Petitioner failed to discern that public respondent, in finding that the services of private respondent were terminated, merely adopted by analogy the rule on constructive dismissal. Since private respondent was not reemployed within six (6) months from the “suspension” of her employment, she is deemed to have been constructively dismissed. Otherwise, private respondent will remain in a perpetual “floating status.” Because petitioner had not shown by competent evidence any just cause for the dismissal of private respondent, she is entitled to reinstatement or, if this is not feasible, to separation pay equivalent to one (1) month salary for every year of service. Private respondent, however, neither asked for reinstatement nor appealed from the labor arbiter’s finding that she was not illegally dismissed; she merely prayed for the grant of her monetary claims. Thus, we sustain the award of separation pay made by public respondent, for employees constructively dismissed are entitled to separation pay. Because she did not ask for more, we cannot give her more. We repeat: she appealed neither the decision of the labor arbiter nor that of the NLRC. Hence, she is not entitled to any affirmative relief.
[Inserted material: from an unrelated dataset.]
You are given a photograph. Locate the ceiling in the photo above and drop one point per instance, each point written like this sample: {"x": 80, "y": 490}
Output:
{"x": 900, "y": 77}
Furthermore, we cannot sustain petitioner’s claim that private respondent was retrenched. For retrenchment to be considered a ground for termination, the employer must serve a written notice on the workers and the Department of Labor and Employment at least one month before the intended date thereof. Petitioner did not comply with this requirement.
Third Issue: Determination of Salary Differential
In light of the foregoing discussion, we must also dismiss petitioner’s challenge to the computation of salary differential. As earlier observed, private respondent is entitled to the minimum wage prevailing at the time of the termination of her employment. The same rate of minimum wage, P118.00, should be used in computing her salary differential resulting from petitioner’s underpayment of her wages. Thus, the labor arbiter correctly deducted private respondent’s actually received wage of
P60 a day from the prescribed daily minimum wage of P118.00, and multiplied the difference by 26 working days, and subsequently by 16 years, equivalent to her length of service with petitioner. Thus, the amount of P31,149.56 as salary differential.
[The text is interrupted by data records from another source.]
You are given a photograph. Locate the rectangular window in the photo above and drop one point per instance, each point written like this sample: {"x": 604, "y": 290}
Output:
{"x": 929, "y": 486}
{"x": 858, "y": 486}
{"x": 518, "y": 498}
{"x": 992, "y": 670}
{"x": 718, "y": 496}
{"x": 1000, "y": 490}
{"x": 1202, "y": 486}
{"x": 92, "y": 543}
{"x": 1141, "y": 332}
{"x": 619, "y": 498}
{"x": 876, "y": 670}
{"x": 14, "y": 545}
Petitioner argues that “the work of the private respondent is seasonal, being dependent upon the availability of job-orders” and not “twenty-six (26) days a month.” Further, petitioner contends that private respondent herself admitted she was “a piece worker whose work [was] seasonal.”
Contrary to the assertion of petitioner, neither the assailed Decision nor the pleadings of private respondent show that private respondent’s work was seasonal. More important, petitioner utterly failed to substantiate its allegation that private respondent’s work was seasonal. We observe that the labor arbiter based the computation of the salary differential on a 26-day month on the presumption that private respondent’s work was continuous. In view of the failure of petitioner to support its claim, we must sustain the correctness of this computation.